Gegenüber dem Vorjahr wurden 2023 statistisch zusätzlich Forderungen in Höhe von 3 Mrd € aufgebaut, im Wesentlichen durch unterstellte Reinvestitionen von Unternehmensgewinnen russischer Firmen. Da es sich bei der Angabe der reinvestierten Gewinne um eine vorläufige Schätzgröße handelt, die rein rechnerisch auf Grundlage der Bestandsgrößen ermittelt wurde, kann der tatsächliche Einfluss der Reinvestitionen erst mit Vorliegen der Bestandsdaten des Jahres 2023 verlässlich beziffert werden.
Der große Mittelrückfluss aus Amerika ging mit 19 Mrd € fast vollständig auf die USA zurück. Hauptursache hierfür waren Reduzierungen von Kreditbeziehungen. Die Mittelflüsse nach Asien wurden stark durch die Erhöhung von Beteiligungskapital in China in Höhe von 7 Mrd € getrieben, gefolgt von Israel (über 3 Mrd €) und Indien (rund 2 Mrd €).
Direktinvestitionszuflüsse aus Europa bleiben weiterhin dominant
Das Neuengagement ausländischer Investoren in deutschen Unternehmen war 2023 mit 15 Mrd € erneut geringer als im Vorjahr. Ursächlich für den Rückgang um drei Viertel war ein deutlicher Abbau von Direktinvestitionskrediten in Höhe von 10 Mrd € (2022: Aufbau von 36 Mrd €). 2023 wurden 25 Mrd € in Beteiligungskapital investiert, Neuanlagen von 45 Mrd € standen dabei Liquidationen von 24 Mrd € gegenüber.
In Europa kam es zu größeren, teils gegenläufigen Bewegungen. Innerhalb des Euroraums waren es insbesondere die Niederlande (30 Mrd €) und Irland (10 Mrd €), von denen Mittel aus Deutschland abgezogen wurden. Dabei handelte es sich jeweils hauptsächlich um den Abbau von Direktinvestitionskrediten.

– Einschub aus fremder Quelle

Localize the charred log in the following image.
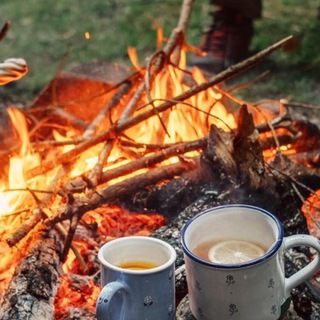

Aus anderen Teilen Europas wurden insgesamt 43 Mrd € an Verbindlichkeiten aufgebaut. Markante Mittelzuflüsse gab es aus dem Vereinigten Königreich. Getrieben von Direktinvestitionskrediten (35 Mrd €) erhöhten sich die deutschen Verbindlichkeiten um 38 Mrd €.
Amerika zeigte einen ähnlichen Trend wie der Euroraum. Deutsche Verbindlichkeiten sanken um über 11 Mrd €. Der größte Rückgang war bei den konzerninternen Krediten aus den USA zu beobachten (mehr als 13 Mrd €). Alleine durch den Zuwachs von Beteiligungskapital (6 Mrd €) blieb der Rückgang der Verbindlichkeiten im einstelligen Milliardenbereich.
Unternehmen aus Asien wiederum erhöhten ihr Engagement in Deutschland weiter, in 2023 gegenüber dem Vorjahr vergleichsweise moderat um etwas mehr als 2 Mrd € (2022: über 9 Mrd €).